La historia es simple, aplastante y poderosamente atractiva. Estamos en Varsovia en 1939 y los nazis acaban de ocupar Polonia. Las familias judías comienzan a sentir el alarmante e insidioso clamor de un antisemitismo; prohibiciones absurdas, a los judíos no se les permite pasear por los parques, tampoco podrán acceder a la Ópera o a un cierto número de restaurantes. Lentamente dejan de existir las garantías civiles y políticas y no se admite a los judíos en los empleos públicos. Una marca ominosa los señala: ya es obligatorio el brazalete con la estrella de David. En muy poco tiempo todo les será confiscado. 
El núcleo central del filme enfoca la peripecia de un hombre cuya familia es deportada para morir en un campo de exterminio. El hombre es un joven de 27 años, Wladislaw Szpilman, pianista en la Radio de Varsovia, la ciudad donde murió casi a los 90 años, en junio de 2000. Al terminar la guerra, el músico volvió a la radio e interpretó una vez más a Chopin, prohibido por los nazis debido a su carácter nacionalista. En 1946 escribe su propia aventura de sobreviviente, prófugo y oculto en la misma Varsovia, bajo el título de La muerte en la ciudad. 
Es asombroso asistir, tanto en el libro como en el filme, a la casi desintegración del protagonista. Nos hacen saber que fue a parar, sin saberlo, a un edificio, utilizado como cuartel por un destacamento del ejército ocupante, en la ciudad reducida a escombros. Y es allí donde lo descubre un militar de la Wehrmacht, el oficial Wilm Hosenfeld, que, sorprendido ante aquel fantasma harapiento que ha salido de su cueva porque el hambre lo empuja, le pregunta quién es. 

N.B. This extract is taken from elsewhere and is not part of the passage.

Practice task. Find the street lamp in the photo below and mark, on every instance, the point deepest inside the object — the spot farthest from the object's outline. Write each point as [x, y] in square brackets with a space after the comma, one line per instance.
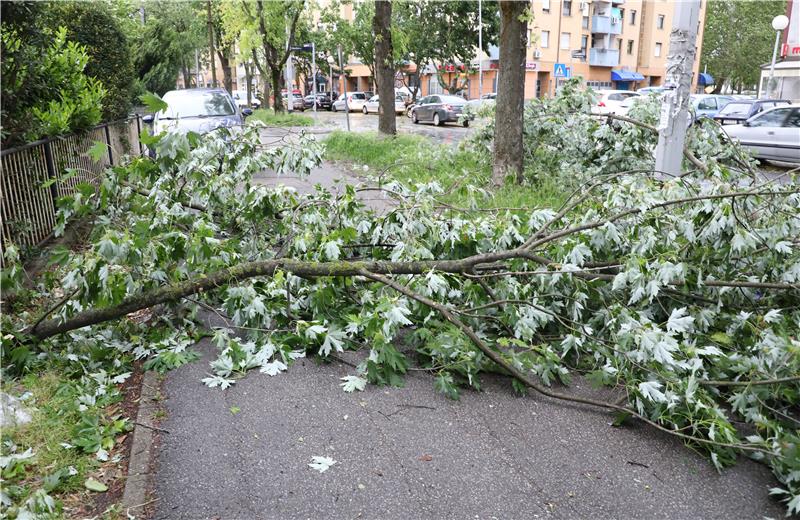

Cuando Szpilman responde que es músico, Hosenfeld ordena que toque en un piano desafinado que hay en la sala. El oficial alemán lo escucha en silencio y cuando concluye le ofrece comida y abrigo y le pide que vuelva a ocultarse. 
El pianista de Varsovia vivirá para contarlo. El oficial Hosenfeld morirá siete años más tarde en un campo de concentración soviético, en el llamado socialismo real. 
El filme logra trazar la memoria viva de la condición humana llevada a los extremos de la sordidez y la abyección, donde la humillación, el hambre y la muerte son los elementos corrientes de la vida diaria.